ESA-SRB-AOTA 2019

Casting a wide “NET”:Multiple Endocrine Neoplasia type 1 Phenotype endocrinopathy manifesting in the 7th decade with coexisting primary hyperparathyroidism and a pleurihormone secreting enteropancreatic neuroendocrine tumour (#633)

Dhanya Sanjeev 1 , Alexia Pape 1
  1. The Wollongong Hospital, Figtree, NSW, Australia

Multiple endocrine neoplasia type 1 (MEN1) is defined clinically as the occurrence of two or more primary MEN1 tumour types, or in family members of a patient with a clinical diagnosis of MEN1, the occurrence of one of the MEN1-associated tumours.

A 70 years old man was incidentally diagnosed with hypercalcaemia in blood tests. Further investigations confirmed primary hyperparathyroidism. While awaiting parathyroid surgery, he was found to have a positive faecal occult blood test.  Gastroscopy revealed duodenal ulcers, a biopsy from the ulcer diagnosed a low grade neuroendocrine tumour.

This is on the background of obesity, type 2 DM, gastro oesophageal reflux symptoms and atrial fibrillation.

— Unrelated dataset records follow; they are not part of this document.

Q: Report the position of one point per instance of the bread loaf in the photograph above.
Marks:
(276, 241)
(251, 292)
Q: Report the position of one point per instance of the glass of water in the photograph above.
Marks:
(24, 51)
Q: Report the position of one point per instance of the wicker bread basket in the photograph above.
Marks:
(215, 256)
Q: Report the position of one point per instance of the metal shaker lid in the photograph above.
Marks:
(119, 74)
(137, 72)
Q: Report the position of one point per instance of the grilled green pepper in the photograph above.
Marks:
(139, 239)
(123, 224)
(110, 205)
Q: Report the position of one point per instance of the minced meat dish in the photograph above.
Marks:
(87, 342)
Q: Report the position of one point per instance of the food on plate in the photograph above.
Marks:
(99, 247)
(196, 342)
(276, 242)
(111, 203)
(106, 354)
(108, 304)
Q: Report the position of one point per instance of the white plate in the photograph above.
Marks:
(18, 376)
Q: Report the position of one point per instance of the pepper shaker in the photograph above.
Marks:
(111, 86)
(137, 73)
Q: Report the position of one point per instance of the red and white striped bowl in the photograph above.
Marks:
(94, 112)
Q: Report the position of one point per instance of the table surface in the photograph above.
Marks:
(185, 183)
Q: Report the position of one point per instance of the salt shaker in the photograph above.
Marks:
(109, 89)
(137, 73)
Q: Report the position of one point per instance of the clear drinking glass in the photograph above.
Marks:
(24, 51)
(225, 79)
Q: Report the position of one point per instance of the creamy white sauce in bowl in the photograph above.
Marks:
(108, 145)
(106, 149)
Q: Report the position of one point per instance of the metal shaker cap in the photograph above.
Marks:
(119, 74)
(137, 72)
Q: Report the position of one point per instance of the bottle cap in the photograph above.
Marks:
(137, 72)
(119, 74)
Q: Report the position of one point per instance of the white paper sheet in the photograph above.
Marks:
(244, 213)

Proton pump inhibitors (PPI) were ceased for blood tests for hormonal overproduction. He became symptomatic with episodes of flushing and dizzy spells and falls at home requiring hospital admission. He had severe orthostatic hypotension. While in hospital he developed upper GI bleeding and duodenal obstruction, which required HDU admission, but resolved with reinstitution of PPI.

Biochemical tests showed secretion of multiple hormones, including gastrin, glucagon, and pancreatic polypeptide. Dotatate PET scan showed intense uptake in second part of duodenum with multiple foci of tracer uptake within the pancreas. MRI abdomen- did not show any lesions other than the pancreatic and duodenal lesion.

Curative Whipple’s surgery was planned in view of the localised disease. At laparotomy, unexpectedly two liver lesions were found, which were confirmed to be metastatic neuroendocrine tumour, and surgery was abandoned.

He was commenced on Somatostatin analogues with improvement in symptoms, with ongoing follow-up.

Parathyroid glands were removed successfully. Genetic testing for MEN -1 is pending.

We briefly discuss the epidemiology and complications of MEN-1 to highlight how unusual the first presentation in this age group is.